Our second gun sports an 18-inch heavy barrel and is chambered in 308. the style AR is tuned for accuracy and is intended for recreational target use off of a table or shooting rest. If you have a rifle like this that doesn't need to be carried around constantly you can use a bigger scope with higher magnification but there are a couple things to keep in mind when using a larger scope like this. first mounting a high magnification scope can become a problem when you set it up for proper eye relief, where a shorter optic can be easily set for word on the receiver you can see the extra length on a scope like this means it needs special mounts to offset it for good eye relief. the second issue when using a larger scope is the diameter of the objective lens. The objective lens is the one that faces the target and a higher magnification scope usually has a larger lens.

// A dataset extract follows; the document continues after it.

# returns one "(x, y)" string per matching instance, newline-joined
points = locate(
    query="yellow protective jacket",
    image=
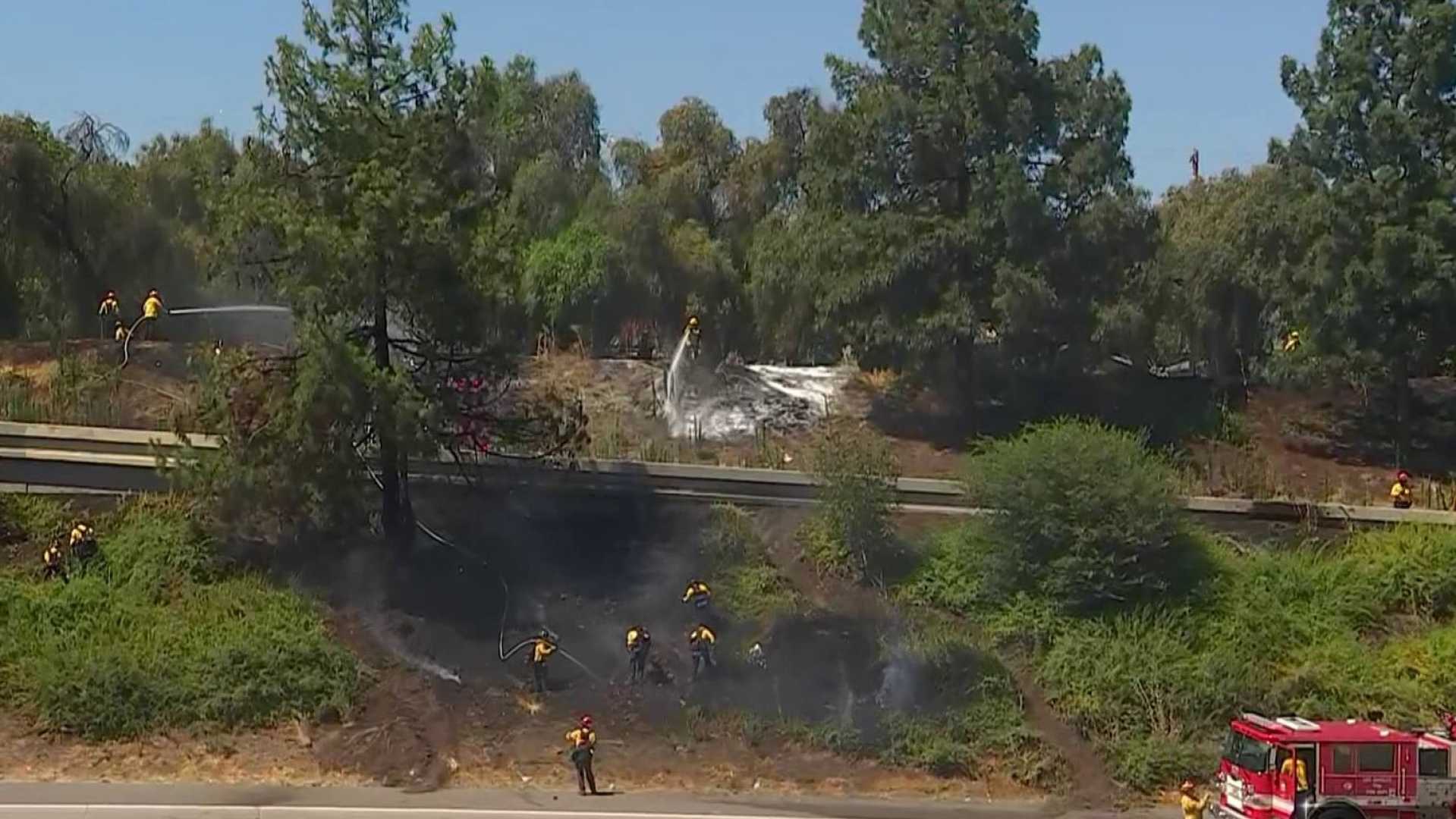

You'll need to choose mounts that are high enough to prevent the objective end of the scope from touching the handguard but also low enough to provide a good sight picture. different optics may require low, medium, or tall mounts depending on how high the scope needs to sit above the rail.
Our third rifle was designed to be used for hunting game under 150 yards it's a 16 inch carbine chambered in 300 blackout and was designed with short-range shooting in mind. The polymer lower receiver, lightened barrel, wide sling, and smaller fixed power scope create a lightweight package that's easy to carry around for long periods of time. If you're sporting a rifle like this to be carried for hunting use, one of your top priorities should be low weight. Carrying extra weight adds to fatigue as the day goes on so if you're on a spot-and-stalk hunting trip you'll want to choose the lightest scope that matches both the capabilities of your AR's caliber and the ranges you expect to be hunting at. Versatility is also important when considering an optic for hunting. A variable magnification scope will allow you to adjust your sight picture for targets at different distances without removing your eye from the scope.
To wrap-up when choosing a scope for your rifle you want to consider the magnification length height and weight of your optic when matching it to your specific purpose. The AR platform allows for easy customization and you may want to try different scopes with features like first focal plane magnification or illuminated mil dot and range-finding reticles.